Incastonato in fronte, celato dal velo, Grace porta un diamante bianco, che nel corso della tenzone ingaggiata con la rivale genera un’immane quantità di forza “sottile” (una sinistra anticipazione dell’energia atomica?), radendo al suolo l’intera Ville Lumière. Una trama singolare, che secondo molti celerebbe tracce ermetiche dalla prima all’ultima pagina, su come preparare la Pietra dei Filosofi, portando a compimento la Grande Opera. Difficile dire se l’autrice si occupasse operativamente di alchimia – certo è che conosceva quell’ambiente, assai florido nella Belle Époque. Fu molto probabilmente da queste frequentazioni che nacque quello che è e rimane un autentico testo a chiave. D’altronde, nel dicembre 1919, tre mesi prima di morire, sulla rivista Literature lei stessa aveva offerto una chiave di lettura, scrivendo che «enigmi e segni si trovano ovunque. Basta solo saperli leggere».

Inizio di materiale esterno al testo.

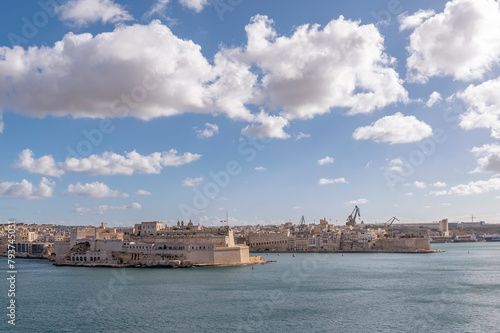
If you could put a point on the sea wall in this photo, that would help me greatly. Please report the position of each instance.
(402, 244)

Col passare degli anni, dopo quel cocktail fatale nessuno parlò più di lei. Fino al 1945, quando Eugen Canseliet, discepolo dell’enigmatico Fulcanelli, scrisse nei Due luoghi alchemici di aver ricevuto dal suo maestro il compito di recuperare copia di quel testo. Come noto, uno dei dettami alchemici prescrive il cosiddetto “segreto iniziatico”, ossia di non rivelare mai ai profani gli enigmi dell’Ars Regia. E quel libro pullula di enigmi cifrati, tra cui un termometro che secondo alcuni indicherebbe il “segreto alchemico delle temperature”. Che qualcuno avesse voluto punire l’autrice, avvelenandola e incaricandosi poi di ritirare tutte le copie del libro incriminato dalla circolazione? O che lei stessa avesse voluto lanciare un monito agli apprendisti stregoni dell’era atomica, anticipando di un paio di decenni i macelli di Hiroshima e Nagasaki?

Nessuno lo saprà mai. E chi sa è meglio che non dica nulla. Concludo con un piccolo aneddoto: nel 1971, Jacques Bergier pubblicò in Francia I libri maledetti, tradotto in italiano l’anno dopo sempre ne “la Biblioteca dei Misteri”. La tesi del libro è molto semplice: dall’inizio dei tempi, esisterebbe una misteriosa congrega (gli Uomini in Nero) che si occuperebbe di far sparire dalla circolazione quei libri che potrebbero portare l’umanità a un repentino sviluppo evolutivo. Altro che censori! Considerando la scarsa responsabilità mostrata da certi uomini di potere alle prese con gli enigmi della materia, i membri della setta, in sostanza, avrebbero come compito quello di salvare l’umanità da se stessa. Ebbene, nel Fondo Jacques Bergier (Biblioteca di Saint-Germain en Laye) è contenuto il manoscritto dell’indice originario del libro, pubblicato da Marc Saccardi nel suo ricco libro Amateur d’insolite et scribe des miracles (L’OEil du Sphynx, Paris 2008). Nel manoscritto compaiono tutti i capitoli poi finiti nell’edizione stampata. Tutti, salvo uno, cancellato nervosamente a penna dall’autore. Ecco il suo titolo: «Chapitre IX. Le “kaléidoskope” d’Irene Erlanger».